Addressing an audience in Nairobi during a compliance guidance session for digital credit providers, Kassait credited the decline to regulatory measures implemented by the Central Bank of Kenya (CBK) two years ago.

Notably, the German International Cooperation (GIZ) and Financial Sector Deepening (FSD) recently collaborated to sponsor the implementation of compliance guidance notes, aimed at assisting digital lenders in adhering to regulations, particularly concerning data protection.

Kassait also commended digital lenders for their commitment to upholding stringent regulatory standards and placing a high priority on safeguarding customer data.

“The initiative demonstrates the commitment of the Digital Financial Services Association of Kenya (DFSAK) to uphold the highest standards of regulatory compliance with the aim of safeguarding personal data and upholding dignity of human beings,” Kassait said.

“The Office has embarked on an assessment of digital credit lenders; from an initial assessment undertaken by the office, there is still more that needs to be done by the digital credit providers to fully demonstrate compliance with the Data Protection Act.”

DFSAK Chairman Kevin Mutiso stressed the importance of collaboration between regulators and industy stakeholders in effectively addressing challenges within the digital credit sector.

“We have been working collaboratively with the ODPC to ensure customer protection.
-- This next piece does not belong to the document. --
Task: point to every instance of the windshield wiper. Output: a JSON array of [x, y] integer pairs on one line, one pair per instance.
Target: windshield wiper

This has led to a significant decline in harassment by over 75%. The practice of debt shaming is nearly eradicated, and those who continue to harass customers do so at their own peril,” he said.

“A collaborative approach between regulators and the industry is crucial to achieving mutually desired outcomes. The guidance from the ODPC is a true case study of how such collaboration is essential.”

With a significant rate of mobile phone usage and a considerable unbanked population, digital lending platforms have emerged as transformative tools in Kenya, offering financial inclusion and extending credit access to millions.

According to data from DFSAK, digital lenders in Kenya cater to a total of 8 million customers and disburse between Ksh. 10 billion to Ksh. 15 billion per month.